Synthesis of DNA Fragments

But how to recognize the position of the fragments? For this, it is necessary to use a “probe”, that is, a small fragment of DNA labeled with a radioactive isotope or with a radical that emits light under certain conditions. Also being a DNA fragment, the probe contains a sequence that complements only one type of invariant sequence already known present in the fragment under study, which will allow the binding of both.

With the use of photographic film, the position of the probe and, therefore, of the fragment is discovered. In the case of single-site sites - which only occur once in the entire genome - there are always two “alleles”, because cells (except reproductive ones) have one pair of each chromosome. As the alleles have the same basic sequence and different sizes, a probe complementary to that sequence will bind to both and they will appear in different positions on the photographic film. All people receive one of these alleles from the mother and one from the father.

Therefore, in the paternity test, it is enough to compare the alleles of the mother, her child (a) and the supposed father, and the coincidence of the child's paternal allele with an allele of the supposed father will confirm paternity “biological”. When you only want to investigate the identity of a person (a criminal, for example), you have to compare the polymorphism pattern of DNA samples obtained at the crime scene with the patterns of several suspects.

Synthesis of DNA fragments

To detect the polymorphism, primers that flank regions of the DNA where there are nucleotide repeats (in groups of two, three or more) are used. This means that such primers delimit the synthesis of the new strands to the stretch with the repetitions, located between the sites to which they bind. Such repetitions are called STR (Short Tandem Repeats, or “short repetitions in series”), and the regions where they are found are known as “microsatellites”.

mitochondrial DNA

In addition to genomic DNA, present in the nucleus of cells, there is also DNA in mitochondria, organelles located in the cytoplasm. This DNA is much smaller than nuclear and has a circular structure, which makes it more like that of bacteria.

In the context of forensic analysis, interest in mitochondrial DNA arose for several reasons: first, this DNA also contains polymorphic regions that allow its individualization; second, descendants receive this DNA only from the mother, which makes it possible to trace a person's maternal lineage; and third, this DNA is more resistant to degradation than nuclear DNA. Thus, in major disasters (fires, explosions, plane crashes, etc.), when it is more difficult to identify the bodies, the mitochondrial DNA is analyzed. This is extracted from the remains and the sequence of interest is compared with sequences obtained from siblings or maternal ancestors.

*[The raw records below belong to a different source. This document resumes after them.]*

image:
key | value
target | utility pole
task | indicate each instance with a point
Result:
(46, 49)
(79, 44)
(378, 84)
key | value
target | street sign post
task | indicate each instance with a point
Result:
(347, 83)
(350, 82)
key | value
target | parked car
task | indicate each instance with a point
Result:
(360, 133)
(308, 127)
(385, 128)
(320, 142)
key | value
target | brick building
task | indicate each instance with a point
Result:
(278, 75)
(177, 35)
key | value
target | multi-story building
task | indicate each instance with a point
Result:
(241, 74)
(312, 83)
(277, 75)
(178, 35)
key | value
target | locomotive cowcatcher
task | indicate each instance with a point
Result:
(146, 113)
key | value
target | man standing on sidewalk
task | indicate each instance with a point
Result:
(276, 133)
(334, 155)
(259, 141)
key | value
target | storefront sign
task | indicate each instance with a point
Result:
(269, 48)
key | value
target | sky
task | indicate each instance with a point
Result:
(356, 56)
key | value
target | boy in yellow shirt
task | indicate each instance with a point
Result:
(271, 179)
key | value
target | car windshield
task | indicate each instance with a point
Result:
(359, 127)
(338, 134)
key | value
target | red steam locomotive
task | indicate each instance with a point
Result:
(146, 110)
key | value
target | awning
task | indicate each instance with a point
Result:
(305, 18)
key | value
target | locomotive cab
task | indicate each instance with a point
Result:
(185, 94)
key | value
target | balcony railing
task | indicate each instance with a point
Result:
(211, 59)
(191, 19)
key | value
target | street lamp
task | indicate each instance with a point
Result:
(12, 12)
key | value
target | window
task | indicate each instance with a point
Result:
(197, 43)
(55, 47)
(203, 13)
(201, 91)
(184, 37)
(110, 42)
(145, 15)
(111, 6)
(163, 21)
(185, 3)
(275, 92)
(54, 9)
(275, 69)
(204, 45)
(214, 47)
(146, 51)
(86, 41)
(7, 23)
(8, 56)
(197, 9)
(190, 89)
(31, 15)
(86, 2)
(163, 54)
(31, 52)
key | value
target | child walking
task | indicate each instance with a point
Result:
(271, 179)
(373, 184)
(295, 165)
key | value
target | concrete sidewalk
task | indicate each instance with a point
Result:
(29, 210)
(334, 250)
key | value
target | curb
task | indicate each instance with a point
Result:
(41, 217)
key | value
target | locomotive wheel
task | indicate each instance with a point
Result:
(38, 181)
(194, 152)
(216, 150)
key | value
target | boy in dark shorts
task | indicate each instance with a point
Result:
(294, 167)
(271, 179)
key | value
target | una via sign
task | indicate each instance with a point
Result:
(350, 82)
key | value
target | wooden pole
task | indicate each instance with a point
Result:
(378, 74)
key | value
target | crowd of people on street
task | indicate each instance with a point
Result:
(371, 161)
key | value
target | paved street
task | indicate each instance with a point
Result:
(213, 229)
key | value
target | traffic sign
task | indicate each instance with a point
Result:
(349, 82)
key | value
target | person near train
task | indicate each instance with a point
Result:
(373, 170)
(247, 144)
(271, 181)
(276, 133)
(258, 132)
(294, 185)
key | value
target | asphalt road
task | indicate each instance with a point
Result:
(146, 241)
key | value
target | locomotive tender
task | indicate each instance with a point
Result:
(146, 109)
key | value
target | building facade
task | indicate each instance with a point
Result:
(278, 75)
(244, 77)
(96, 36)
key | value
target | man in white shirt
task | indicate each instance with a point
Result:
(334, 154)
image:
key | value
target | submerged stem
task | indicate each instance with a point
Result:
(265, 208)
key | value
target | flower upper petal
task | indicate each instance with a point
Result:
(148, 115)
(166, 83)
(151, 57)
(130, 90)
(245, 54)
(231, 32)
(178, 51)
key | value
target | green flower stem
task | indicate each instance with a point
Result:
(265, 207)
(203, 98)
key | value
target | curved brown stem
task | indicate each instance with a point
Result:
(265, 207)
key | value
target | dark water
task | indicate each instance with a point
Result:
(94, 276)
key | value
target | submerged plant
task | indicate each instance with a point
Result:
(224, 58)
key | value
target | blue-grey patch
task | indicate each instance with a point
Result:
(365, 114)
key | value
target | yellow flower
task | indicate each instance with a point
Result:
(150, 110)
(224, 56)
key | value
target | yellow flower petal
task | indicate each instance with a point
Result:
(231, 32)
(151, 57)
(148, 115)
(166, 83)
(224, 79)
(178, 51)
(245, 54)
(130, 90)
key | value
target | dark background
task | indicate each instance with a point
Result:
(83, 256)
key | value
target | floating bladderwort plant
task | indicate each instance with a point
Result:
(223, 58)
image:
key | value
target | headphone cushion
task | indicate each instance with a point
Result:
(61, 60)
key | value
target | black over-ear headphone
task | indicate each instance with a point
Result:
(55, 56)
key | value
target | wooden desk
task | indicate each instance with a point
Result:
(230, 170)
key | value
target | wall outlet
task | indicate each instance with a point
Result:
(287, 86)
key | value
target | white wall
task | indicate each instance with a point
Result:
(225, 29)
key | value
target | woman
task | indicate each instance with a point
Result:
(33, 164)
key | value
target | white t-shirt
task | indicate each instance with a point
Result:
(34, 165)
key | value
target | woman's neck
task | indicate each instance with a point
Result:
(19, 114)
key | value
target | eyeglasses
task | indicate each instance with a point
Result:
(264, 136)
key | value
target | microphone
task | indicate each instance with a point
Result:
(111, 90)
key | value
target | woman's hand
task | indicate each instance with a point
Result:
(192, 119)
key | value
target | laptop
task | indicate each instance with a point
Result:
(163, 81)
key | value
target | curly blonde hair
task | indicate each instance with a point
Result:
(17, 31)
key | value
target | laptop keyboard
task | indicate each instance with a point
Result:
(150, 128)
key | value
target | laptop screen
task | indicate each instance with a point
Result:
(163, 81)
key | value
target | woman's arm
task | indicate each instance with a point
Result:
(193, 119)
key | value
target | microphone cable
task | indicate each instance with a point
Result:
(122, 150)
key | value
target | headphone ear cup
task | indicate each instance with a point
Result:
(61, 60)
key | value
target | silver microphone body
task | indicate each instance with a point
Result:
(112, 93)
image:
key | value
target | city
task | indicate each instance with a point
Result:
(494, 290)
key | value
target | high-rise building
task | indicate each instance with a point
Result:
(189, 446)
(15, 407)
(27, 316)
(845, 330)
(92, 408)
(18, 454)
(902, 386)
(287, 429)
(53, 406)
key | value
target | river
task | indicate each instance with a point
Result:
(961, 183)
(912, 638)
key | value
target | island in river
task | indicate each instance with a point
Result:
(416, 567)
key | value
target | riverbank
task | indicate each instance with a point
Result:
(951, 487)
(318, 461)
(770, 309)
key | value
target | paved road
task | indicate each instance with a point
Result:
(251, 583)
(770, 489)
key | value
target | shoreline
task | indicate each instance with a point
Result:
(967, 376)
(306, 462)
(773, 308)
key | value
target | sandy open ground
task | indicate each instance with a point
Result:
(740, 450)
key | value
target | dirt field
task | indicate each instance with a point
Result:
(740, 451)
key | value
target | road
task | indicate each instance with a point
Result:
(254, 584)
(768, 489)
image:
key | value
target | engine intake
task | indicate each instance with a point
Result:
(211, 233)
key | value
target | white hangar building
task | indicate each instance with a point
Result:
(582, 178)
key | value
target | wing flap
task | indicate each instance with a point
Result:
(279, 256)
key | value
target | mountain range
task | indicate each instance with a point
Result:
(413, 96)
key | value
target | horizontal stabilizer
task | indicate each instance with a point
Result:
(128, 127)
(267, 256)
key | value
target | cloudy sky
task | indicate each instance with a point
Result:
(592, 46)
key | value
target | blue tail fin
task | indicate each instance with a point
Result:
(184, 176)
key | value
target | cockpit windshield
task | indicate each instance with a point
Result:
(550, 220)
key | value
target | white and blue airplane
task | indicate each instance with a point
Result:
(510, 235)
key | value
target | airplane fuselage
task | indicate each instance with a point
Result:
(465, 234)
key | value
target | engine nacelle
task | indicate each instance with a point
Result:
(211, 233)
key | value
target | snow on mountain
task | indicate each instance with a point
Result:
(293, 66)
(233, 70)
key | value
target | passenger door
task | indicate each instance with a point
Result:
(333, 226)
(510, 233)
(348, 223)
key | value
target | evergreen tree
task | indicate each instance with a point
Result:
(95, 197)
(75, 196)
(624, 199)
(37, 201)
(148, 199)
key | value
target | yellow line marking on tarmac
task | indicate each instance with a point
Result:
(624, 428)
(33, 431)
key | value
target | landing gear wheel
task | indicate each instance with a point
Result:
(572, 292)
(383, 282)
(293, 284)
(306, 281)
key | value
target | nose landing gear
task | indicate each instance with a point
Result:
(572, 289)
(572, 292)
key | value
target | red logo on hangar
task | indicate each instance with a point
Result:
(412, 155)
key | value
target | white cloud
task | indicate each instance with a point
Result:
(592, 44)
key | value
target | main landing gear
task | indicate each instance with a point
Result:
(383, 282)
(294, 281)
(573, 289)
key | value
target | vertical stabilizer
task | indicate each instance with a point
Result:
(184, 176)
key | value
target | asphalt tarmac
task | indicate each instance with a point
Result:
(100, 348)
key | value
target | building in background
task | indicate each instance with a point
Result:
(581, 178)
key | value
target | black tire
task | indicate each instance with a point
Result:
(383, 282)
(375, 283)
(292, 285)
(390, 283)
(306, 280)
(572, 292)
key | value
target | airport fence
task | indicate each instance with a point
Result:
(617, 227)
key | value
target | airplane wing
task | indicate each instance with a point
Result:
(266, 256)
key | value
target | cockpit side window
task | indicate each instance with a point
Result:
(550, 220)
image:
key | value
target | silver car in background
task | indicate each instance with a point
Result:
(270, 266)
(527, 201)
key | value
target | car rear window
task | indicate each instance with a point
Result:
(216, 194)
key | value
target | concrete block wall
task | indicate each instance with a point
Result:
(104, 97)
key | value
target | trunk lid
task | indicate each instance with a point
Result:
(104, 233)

Reliability of DNA Testing

One point that has generated intense discussion among laboratories and DNA testing agencies is the number of polymorphic loci needed to reliably establish identity and paternity. The index used for the conclusions, both on the identity of a person and on paternity, depends on the number of loci analyzed. To arrive at an adequate index, however, it is necessary to take into account the frequency of the alleles in the population: if they are very common, the results of the analyzes will be, to say the least, doubtful.

Blood groups (A, B, O and AB) can be used as an example. Such groups, which depend on the combination of alleles, are distributed in populations around the world with known frequencies. In Germany, 46% to 48% have type A blood. In Central Eurasia, India, Mongolia and Siberia, type B prevails. In none of these regions, therefore, could these blood groups be used in isolation to identify an individual, because a large percentage of the population would have one or the other. It is important that the investigated alleles are rare.

In the case of DNA polymorphisms (RFLPs), the frequencies are much lower. As an example, let's imagine a paternity dispute in Rio de Janeiro where the D10S28 locus is used as a probe, allowing to obtain, in the supposed father, an allele that occurs in approximately 2.8% of the population of Rio de Janeiro. This value is very high if we consider that the city's population is around 8 million inhabitants. To reduce this value, it is necessary to search for other loci in the same individual. Let's imagine that a second analysis, using the D2S44 locus, revealed an allele with a frequency of 7.28%, a percentage that indicates the existence of 582,000 people in Rio de Janeiro with this allele.

But how many individuals would have both alleles? Only 16,307. This number is obtained by multiplying the inverse of the two frequencies: 2.8/100 x 7.28/100 x 8 million. Using one more loco, the analysis will indicate another frequency, allowing you to further reduce the percentage. In practice, using five to seven probes generates a value low enough for the result to be conclusive.